13. The apparatus according to claim 12, wherein
the preset information comprises at least one piece of index information for generating the use information, and each piece of index information comprises at least one piece of index data.
14. The apparatus according to claim 13, wherein
when the first text information is the same as the index data or a similarity between the first text information and the index data is greater than a preset threshold, the region in which the first text information is located comprises the preset information.
15. The apparatus according to claim 13, wherein
there are a plurality of pieces of index information, and when the first text information is the same as first index data of first index information among the plurality of pieces of index information or a similarity between the first text information and the first index data is greater than a preset threshold, the region in which the first text information is located is configured as a specific region of the first index information.
16. The apparatus according to claim 12, wherein
if a specific region of another image sequence is predetermined, the determination unit determines a specific region of the image sequence according to a similarity between an image in the other image sequence and an image in the image sequence and the specific region of the other image sequence.

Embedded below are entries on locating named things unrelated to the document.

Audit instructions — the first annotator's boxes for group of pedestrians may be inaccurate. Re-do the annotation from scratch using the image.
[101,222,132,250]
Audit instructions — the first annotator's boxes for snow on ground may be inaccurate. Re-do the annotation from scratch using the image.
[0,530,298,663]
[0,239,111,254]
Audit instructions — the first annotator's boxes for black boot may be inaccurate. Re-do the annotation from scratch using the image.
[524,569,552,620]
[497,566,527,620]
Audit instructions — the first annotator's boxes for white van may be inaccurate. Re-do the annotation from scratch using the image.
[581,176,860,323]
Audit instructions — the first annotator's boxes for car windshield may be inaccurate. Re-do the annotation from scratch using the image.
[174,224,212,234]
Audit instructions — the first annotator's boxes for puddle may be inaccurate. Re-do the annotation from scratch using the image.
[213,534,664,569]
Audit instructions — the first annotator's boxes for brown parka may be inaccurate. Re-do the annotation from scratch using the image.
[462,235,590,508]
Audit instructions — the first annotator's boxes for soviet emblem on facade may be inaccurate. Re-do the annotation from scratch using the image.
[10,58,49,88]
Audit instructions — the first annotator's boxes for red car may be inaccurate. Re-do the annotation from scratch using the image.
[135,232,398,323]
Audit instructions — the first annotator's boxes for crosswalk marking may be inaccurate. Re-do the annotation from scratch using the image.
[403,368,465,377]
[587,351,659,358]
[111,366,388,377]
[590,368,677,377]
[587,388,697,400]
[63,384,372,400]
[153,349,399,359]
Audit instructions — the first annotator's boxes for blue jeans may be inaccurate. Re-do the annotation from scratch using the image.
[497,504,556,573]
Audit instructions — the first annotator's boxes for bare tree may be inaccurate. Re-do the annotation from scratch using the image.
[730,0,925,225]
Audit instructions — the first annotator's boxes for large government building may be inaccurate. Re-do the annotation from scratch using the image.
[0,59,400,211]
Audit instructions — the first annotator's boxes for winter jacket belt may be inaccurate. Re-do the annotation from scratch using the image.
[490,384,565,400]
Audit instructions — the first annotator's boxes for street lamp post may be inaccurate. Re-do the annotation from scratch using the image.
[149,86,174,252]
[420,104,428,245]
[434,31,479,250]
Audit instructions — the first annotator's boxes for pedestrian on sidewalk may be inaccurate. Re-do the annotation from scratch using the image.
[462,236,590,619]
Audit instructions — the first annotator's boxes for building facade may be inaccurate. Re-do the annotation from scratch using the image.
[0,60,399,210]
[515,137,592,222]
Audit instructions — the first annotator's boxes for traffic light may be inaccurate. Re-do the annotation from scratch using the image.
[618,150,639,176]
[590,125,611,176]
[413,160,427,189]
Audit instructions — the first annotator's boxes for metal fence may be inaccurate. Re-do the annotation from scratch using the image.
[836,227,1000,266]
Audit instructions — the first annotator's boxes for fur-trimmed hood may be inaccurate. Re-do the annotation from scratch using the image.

17. The apparatus according to claim 16, wherein
if the similarity between the image in the other image sequence and the image in the image sequence is greater than a first threshold, the specific region of the other image sequence is used as the specific region of the image sequence.
18. A medical imaging system, characterized by comprising:
a medical imaging device configured to generate an image sequence, wherein the image sequence comprises a plurality of images in a time dimension; and
a device management apparatus configured to acquire the image sequence, perform text recognition on a specific region of the images of the image sequence and generate text information, and generate use information of the medical imaging device according to the text information.
19. The system according to claim 18, wherein
the image processing device is connected to a video transmission interface of the medical imaging device to acquire the image sequence from the video transmission interface.
20. The system of claim 18, further comprising: determining the specific region, wherein the determining the specific region comprises:
for at least one image in the image sequence, performing text recognition within an entire range of the image to generate first text information; and
configuring a region in which the first text information comprising preset information is located as the specific region, wherein the preset information is related to the use information.